Evaluating Machine Learning Solutions
There is a lot of marketing noise associated with machine learning technology. Below are some useful approaches to evaluating AI-enabled security solutions.
- Use case definitions: Determine what you want out of the solution and tailor it toward specifics such as spear phishing attacks, privileged users, malware, etc. This will help formulate a short list of solutions you’re targeting.
- Pick organizational subsets: Scaling is often a consideration, but for a proof of concept (PoC), consider establishing a small group to evaluate two or three vendors.
- Get source access: These solutions will need access to certain infrastructure, such as active directory log files, to operate. Ensure that the solution has all the appropriate access privileges it needs to function.
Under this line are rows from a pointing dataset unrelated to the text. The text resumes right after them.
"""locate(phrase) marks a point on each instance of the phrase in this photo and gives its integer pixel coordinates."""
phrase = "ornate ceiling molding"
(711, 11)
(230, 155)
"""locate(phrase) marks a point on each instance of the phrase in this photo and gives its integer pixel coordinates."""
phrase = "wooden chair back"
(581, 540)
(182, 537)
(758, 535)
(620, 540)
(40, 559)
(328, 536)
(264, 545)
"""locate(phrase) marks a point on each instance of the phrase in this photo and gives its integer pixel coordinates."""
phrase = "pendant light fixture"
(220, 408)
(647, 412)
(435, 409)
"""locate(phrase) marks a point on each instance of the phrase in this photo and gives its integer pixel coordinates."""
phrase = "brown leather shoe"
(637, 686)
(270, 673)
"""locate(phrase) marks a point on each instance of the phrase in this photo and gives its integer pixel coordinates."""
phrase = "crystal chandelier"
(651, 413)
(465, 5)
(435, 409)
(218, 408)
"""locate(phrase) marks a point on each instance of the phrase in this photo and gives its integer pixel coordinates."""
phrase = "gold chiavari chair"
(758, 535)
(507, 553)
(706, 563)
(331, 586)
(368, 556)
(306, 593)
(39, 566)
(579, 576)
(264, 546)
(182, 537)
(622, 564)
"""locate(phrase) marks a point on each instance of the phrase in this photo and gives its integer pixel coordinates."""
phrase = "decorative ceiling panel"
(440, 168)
- Understand the results: Machine learning solutions deliver probabilistic results based on a percentage. The solution must provide supporting evidence when it flags an event so that analysts can act on it.
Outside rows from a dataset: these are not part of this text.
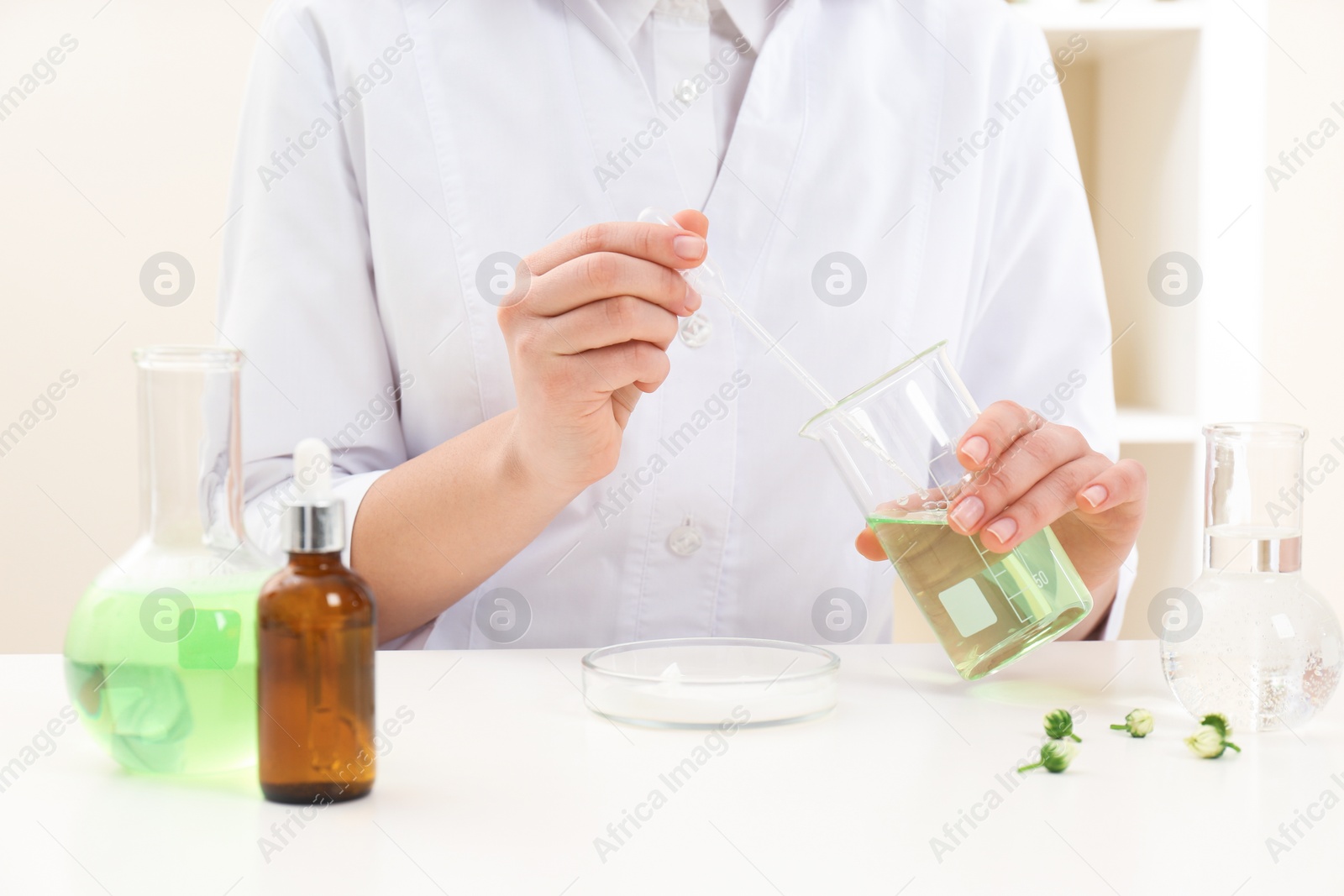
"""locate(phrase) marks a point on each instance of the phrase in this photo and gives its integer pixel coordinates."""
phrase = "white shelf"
(1097, 16)
(1140, 426)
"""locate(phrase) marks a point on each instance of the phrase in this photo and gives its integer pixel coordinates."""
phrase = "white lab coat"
(389, 147)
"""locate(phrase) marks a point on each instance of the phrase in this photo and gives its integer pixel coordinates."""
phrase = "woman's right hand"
(588, 329)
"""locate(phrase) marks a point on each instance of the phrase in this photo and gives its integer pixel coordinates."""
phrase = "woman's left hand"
(1032, 474)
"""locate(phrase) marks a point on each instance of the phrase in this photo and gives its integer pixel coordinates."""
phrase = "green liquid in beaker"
(168, 689)
(987, 609)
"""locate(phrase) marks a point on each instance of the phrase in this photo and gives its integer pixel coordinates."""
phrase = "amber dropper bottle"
(315, 658)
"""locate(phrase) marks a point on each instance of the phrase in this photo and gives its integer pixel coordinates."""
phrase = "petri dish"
(710, 683)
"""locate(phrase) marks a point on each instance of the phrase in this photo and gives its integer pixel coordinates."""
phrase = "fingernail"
(1003, 530)
(978, 449)
(1095, 495)
(967, 513)
(689, 248)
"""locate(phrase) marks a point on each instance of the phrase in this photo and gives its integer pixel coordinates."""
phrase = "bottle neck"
(324, 562)
(1247, 550)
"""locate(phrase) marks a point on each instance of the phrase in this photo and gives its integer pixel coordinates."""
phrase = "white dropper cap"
(313, 472)
(315, 523)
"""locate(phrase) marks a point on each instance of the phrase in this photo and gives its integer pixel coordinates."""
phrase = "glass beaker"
(161, 649)
(1250, 638)
(895, 443)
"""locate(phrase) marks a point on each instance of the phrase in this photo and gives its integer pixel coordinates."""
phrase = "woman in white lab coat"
(606, 459)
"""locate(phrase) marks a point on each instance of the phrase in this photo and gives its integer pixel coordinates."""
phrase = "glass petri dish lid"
(710, 683)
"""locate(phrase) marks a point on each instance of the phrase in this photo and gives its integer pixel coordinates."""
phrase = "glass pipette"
(709, 281)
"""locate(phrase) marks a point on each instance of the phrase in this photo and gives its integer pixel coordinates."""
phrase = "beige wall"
(127, 154)
(1304, 262)
(140, 118)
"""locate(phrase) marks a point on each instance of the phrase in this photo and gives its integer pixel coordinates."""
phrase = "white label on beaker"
(967, 606)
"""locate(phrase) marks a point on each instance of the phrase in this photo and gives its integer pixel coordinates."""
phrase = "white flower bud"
(1207, 741)
(1140, 723)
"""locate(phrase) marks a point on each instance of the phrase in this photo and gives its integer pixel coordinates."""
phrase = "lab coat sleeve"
(297, 288)
(1039, 329)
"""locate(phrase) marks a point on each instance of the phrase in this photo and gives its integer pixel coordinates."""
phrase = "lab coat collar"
(750, 16)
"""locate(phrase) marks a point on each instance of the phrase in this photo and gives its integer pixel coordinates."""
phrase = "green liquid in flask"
(165, 685)
(987, 609)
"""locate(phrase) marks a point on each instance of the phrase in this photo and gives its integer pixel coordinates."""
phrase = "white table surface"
(503, 781)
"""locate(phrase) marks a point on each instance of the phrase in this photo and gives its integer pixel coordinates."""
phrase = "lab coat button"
(696, 331)
(685, 540)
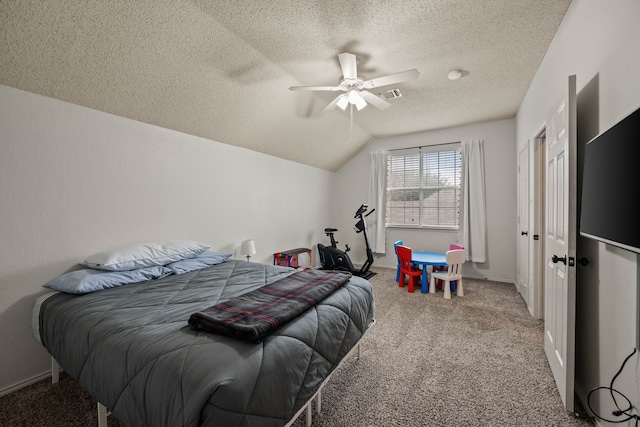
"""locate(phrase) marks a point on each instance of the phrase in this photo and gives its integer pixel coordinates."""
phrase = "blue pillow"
(205, 259)
(145, 255)
(89, 280)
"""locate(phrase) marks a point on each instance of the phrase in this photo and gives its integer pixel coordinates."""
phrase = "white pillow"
(145, 255)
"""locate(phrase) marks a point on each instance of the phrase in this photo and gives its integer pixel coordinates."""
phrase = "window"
(423, 187)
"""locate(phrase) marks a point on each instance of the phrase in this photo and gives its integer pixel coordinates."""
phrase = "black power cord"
(619, 412)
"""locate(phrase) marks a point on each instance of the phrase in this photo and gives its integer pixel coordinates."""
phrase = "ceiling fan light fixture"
(343, 101)
(360, 103)
(356, 99)
(455, 74)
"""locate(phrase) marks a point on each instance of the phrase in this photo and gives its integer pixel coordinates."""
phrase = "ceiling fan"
(355, 87)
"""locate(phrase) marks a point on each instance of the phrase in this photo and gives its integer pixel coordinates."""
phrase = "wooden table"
(289, 257)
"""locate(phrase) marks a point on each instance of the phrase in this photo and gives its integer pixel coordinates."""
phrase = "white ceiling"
(221, 69)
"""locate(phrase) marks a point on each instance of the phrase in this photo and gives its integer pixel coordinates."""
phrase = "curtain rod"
(420, 146)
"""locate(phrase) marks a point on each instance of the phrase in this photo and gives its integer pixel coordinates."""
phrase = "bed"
(132, 348)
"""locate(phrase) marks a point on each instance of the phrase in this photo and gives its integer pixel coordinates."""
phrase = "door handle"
(556, 258)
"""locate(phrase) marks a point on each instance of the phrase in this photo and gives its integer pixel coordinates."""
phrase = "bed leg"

- Ensure classification accuracy: Evaluate the number of correct predictions as a ratio of all predictions made. This is the most common metric for classification problems — and also the most misused.
- Evaluate logarithmic loss: Logarithmic loss is defined as a performance metric for evaluating the predictions of probabilities of membership to a given class. It can be a measure of confidence for a prediction by an algorithm, for example. Predictions that are correct or incorrect are flagged to the confidence of the prediction.
- Determine who will own it: Common considerations include whether the tool will be a standalone solution or integrated with an SIEM. It can also be part of a security operations center (SOC) with red and blue teams harnessing it or another layer in the architecture where resources are tight.
Augmenting Human Intelligence
Always remember that these technologies are not silver bullets. Buyers of enterprise security products need to educate themselves on the basics of these technologies to avoid succumbing to the hype. Two standard deviations from the mean do not constitute machine learning, and five failed logins in one minute do not constitute artificial intelligence. In the absence of other information, there is no predictive value in seeing, for example, that an employee visited a website based in Russia.
These solutions provide a probability that a certain conclusion is accurate depending on its algorithm model. The real outcome is somewhere in the middle. Despite the hype surrounding artificial intelligence, all it does is provide mathematical suspicions, not confirmations. To maximize the effectiveness of artificial intelligence for cybersecurity, machine learning must be paired with savvy security analysts.